Introduction to Barnesville, Georgia
Creek Indians were the original inhabitants of the area, but The Land Lottery of 1821 opened the area for white settlement. An Indian fighter, Jenks, is responsible for the first establishment in 1825. A year later, he sold it to Gideon Barnes, who built a log cabin, an inn, and a tavern. The area's first office was also established by him on June 28, 1827. Initially known as "Barnes' Store," this post office was renamed "Barnesville" in June, 1831. The city of Barnesville was incorporated on February 20, 1854. During the late 19th century, the city produced nearly 16,000 buggies a year, earning it the nickname "Buggy Capital of the World."
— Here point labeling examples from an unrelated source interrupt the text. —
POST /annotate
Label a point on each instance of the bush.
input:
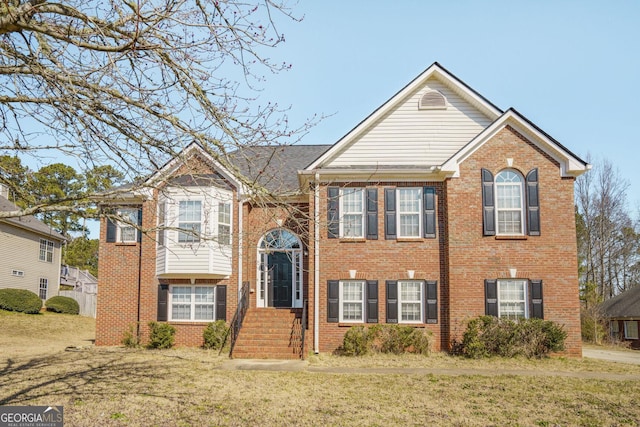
(214, 335)
(20, 300)
(64, 305)
(396, 339)
(488, 336)
(161, 335)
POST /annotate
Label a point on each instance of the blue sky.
(572, 67)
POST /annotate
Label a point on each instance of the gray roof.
(276, 167)
(624, 305)
(28, 222)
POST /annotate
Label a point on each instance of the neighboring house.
(30, 253)
(623, 314)
(436, 208)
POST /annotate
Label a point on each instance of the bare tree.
(129, 84)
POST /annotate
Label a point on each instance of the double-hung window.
(192, 303)
(46, 250)
(410, 300)
(189, 221)
(409, 208)
(352, 301)
(352, 208)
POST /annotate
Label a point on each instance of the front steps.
(270, 333)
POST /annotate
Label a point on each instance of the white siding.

Barnesville and Nearby Attractions
- Jarrell Plantation State Historic Site
- Old Jail Museum
- Ocmulgee National Monument
- Sprewell Bluff State Park
- Museum of Arts and Sciences
- Hay House Museum
Things To Do In Barnesville
The city of Barnesville offers easy access to numerous museums and historical sites such as the Ocmulgee National Monument, Jarrell Plantation State Historic Site, Sidney Lanier Cottage, Georgia Children's Museum, Georgia Music Hall of Fame, and the Museum of Arts and Sciences. The Tubman African-American Museum houses artifacts and memorabilia related to African-American art, history, and culture of the region. The Atlanta Farmers Market is another popular attraction. The 528-acre Indian Springs State Park includes a beach, a lake, cottages, camp grounds, and picnic areas. At the Sprewell Bluff State Park, and High Falls State Park, visitors can enjoy hiking, fishing, boating, and picnicking.
Air transportation is available from the William B Hartsfield Atlanta International Airport.
Barnesville Higher Education
Gordon College is located in the city of Barnesville. Mercer University, and Macon State College are also close by.